En la Parábola del Buen Samaritano, son varios los personajes que pasan junto al prójimo en necesidad. Un sacerdote, quizás dispuesto a dar una palabra, pero no a pararse ni a mancharse las manos, pues tenía como prioridad algún oficio religioso. También, por allí pasó un conocedor de las escrituras, un levita, pero que su conocimiento no le ayudó a pararse ante el prójimo herido. Luego pasó por allí un ejemplo de projimidad que resulta un mensaje evangelizador al mundo: un extranjero. Sólo el samaritano, este extranjero, fue capaz de dejar a un lado sus programas, sus ocupaciones, sus sabidurías y conocimientos, para centrarse en la ayuda a aquella persona que le necesitaba.
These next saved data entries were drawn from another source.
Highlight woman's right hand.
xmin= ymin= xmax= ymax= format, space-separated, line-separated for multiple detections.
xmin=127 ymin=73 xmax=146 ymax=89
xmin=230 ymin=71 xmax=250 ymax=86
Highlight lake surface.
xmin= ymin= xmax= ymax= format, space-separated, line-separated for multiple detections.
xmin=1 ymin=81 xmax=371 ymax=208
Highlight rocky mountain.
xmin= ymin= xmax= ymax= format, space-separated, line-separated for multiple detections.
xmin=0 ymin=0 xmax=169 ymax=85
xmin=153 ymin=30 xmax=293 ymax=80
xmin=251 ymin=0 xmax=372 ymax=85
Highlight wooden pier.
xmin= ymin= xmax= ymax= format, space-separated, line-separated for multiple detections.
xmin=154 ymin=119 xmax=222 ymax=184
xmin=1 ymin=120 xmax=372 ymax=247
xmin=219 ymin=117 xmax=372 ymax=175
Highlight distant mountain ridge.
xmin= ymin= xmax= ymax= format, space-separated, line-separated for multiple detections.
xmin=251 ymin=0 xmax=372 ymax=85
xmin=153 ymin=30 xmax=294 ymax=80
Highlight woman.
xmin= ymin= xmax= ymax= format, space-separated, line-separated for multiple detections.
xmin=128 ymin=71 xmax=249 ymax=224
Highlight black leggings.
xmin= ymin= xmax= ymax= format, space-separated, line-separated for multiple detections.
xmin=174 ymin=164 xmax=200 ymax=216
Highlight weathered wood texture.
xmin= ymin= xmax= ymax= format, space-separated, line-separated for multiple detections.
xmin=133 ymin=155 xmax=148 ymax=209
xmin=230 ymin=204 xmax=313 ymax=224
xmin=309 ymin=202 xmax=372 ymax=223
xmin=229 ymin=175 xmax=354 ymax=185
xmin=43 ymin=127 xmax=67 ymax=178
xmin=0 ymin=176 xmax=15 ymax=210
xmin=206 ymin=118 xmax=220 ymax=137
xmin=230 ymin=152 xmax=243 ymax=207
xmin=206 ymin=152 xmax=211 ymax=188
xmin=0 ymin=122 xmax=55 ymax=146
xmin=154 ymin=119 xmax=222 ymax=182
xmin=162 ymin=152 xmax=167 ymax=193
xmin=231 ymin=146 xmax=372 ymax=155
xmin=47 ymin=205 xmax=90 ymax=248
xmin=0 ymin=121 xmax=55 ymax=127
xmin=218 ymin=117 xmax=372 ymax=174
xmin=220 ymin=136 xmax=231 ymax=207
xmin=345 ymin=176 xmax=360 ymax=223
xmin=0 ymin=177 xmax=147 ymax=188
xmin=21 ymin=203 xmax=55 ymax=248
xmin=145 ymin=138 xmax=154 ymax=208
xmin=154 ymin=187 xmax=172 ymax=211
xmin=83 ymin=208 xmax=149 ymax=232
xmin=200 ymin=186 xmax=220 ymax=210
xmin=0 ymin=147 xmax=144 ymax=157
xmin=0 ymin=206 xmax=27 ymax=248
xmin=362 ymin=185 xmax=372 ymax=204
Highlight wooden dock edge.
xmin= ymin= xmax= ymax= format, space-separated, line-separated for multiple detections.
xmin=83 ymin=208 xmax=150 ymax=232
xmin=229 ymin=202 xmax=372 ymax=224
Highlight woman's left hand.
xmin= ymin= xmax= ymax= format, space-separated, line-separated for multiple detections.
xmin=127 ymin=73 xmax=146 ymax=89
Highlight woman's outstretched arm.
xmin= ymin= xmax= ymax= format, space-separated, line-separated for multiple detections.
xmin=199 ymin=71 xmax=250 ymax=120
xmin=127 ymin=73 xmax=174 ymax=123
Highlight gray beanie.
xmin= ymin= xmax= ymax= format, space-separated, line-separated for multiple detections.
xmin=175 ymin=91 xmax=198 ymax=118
Sólo él, con su gesto, anuncia, es discípulo y testigo del auténtico evangelio, testigo de Jesús, Evangelio de Dios al mundo, Evangelio de Dios a los necesitados, pobres y proscritos. Un ejemplo evangelizador para el mundo.
Si algún evangelio no nos cambia y no nos convierte en las manos y los pies del Señor en medio de un mundo de dolor, no es el auténtico Evangelio. Muchos religiosos van investidos de una especie de “divinidad” que les paraliza, que les impide pararse y acercarse a los heridos del mundo. Si es así, esa especie de “divinidad” es hipocresía y orgullo propio. Algunos se creen tan espirituales que, como al sacerdote de la parábola, les da miedo de mancharse y contaminarse con la sangre, la miseria y el dolor de los heridos del mundo. No pueden ser evangelizadores, ni anunciadores, ni testigos del auténtico Evangelio, testigos de Jesús Evangelio de Dios.
Hay muchos servidores de lo religioso que estarían dispuestos a dedicar horas al templo, cantar, alabar, decorar y limpiar la casa del Señor, pero su religiosidad les exige ponerse de espaldas al dolor de los hombres y buscar el gozo celestial. Falsas divinidades, falsas religiosidades, falsos servidores. Podrán ser charlatanes, pero no evangelizadores. La evangelización implica el poder dejar cosas para ponerse a disposición de los heridos del mundo.